Harnessing synthetic lethal interactions in anticancer drug discovery

Abstract
A primary goal of modern cancer drug development is the identification of targeted therapeutics that specifically kill tumour cells while leaving normal healthy cells unharmed. Synthetic lethality began as a description of genetic interactions that were observed in model organisms, but it is rapidly growing into a major strategy in the search for the next generation of targeted cancer therapies. Synthetic lethality is based on the genetic interaction between two genes. Inhibition of either gene alone has no effect on viability, but the combined inhibition of the two genes results in cell death. Cancer cells are frequently distinguished from normal cells by defects in specific genes that drive their growth and metastasis, and so the identification of genes or drugs that have a synthetic lethal interaction with cancer-promoting genes represents a compelling approach for the development of targeted therapies. The advent of RNA interference technologies allows whole-genome screening to uncover novel genetic interactions, whereas screening of small-molecule libraries can reveal novel lead agents for cancers with specific genetic mutations. Mutations in both gain-of-function oncogenes and loss-of-function tumour suppressor genes can be targeted.
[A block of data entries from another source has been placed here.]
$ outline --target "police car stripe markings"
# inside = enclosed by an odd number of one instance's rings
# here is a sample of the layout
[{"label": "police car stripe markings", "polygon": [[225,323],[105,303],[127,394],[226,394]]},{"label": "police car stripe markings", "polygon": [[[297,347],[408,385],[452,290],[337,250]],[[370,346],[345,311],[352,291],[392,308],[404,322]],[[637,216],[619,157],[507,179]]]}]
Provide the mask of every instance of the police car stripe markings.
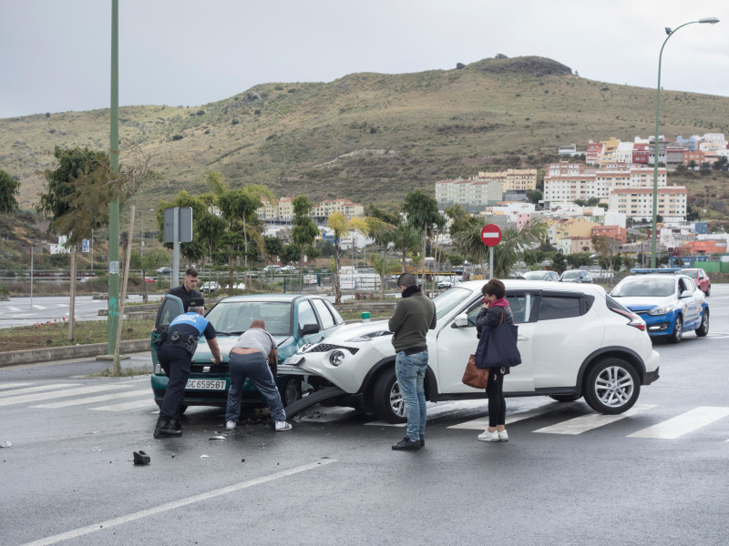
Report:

Conditional synthetic lethality exploits changes in gene expression that are induced by the tumour microenvironment, leading to an additional layer of specificity. DNA repair genes that are mutated in some cancers have been the most common targets of synthetic lethality studies so far, and these studies are the most clinically developed. Among the findings are the selective sensitivity of BRCA-deficient breast cancer cells to poly(ADP-ribose) polymerase (PARP) inhibitors and the importance of certain DNA polymerases for the survival of colorectal carcinomas that are defective in DNA mismatch repair proteins. PARP inhibitors have demonstrated clinical efficacy in BRCA-mutant breast and ovarian tumours. This Review explores how synthetic lethality screening can be used to identify new interactions and molecules for the treatment of cancer.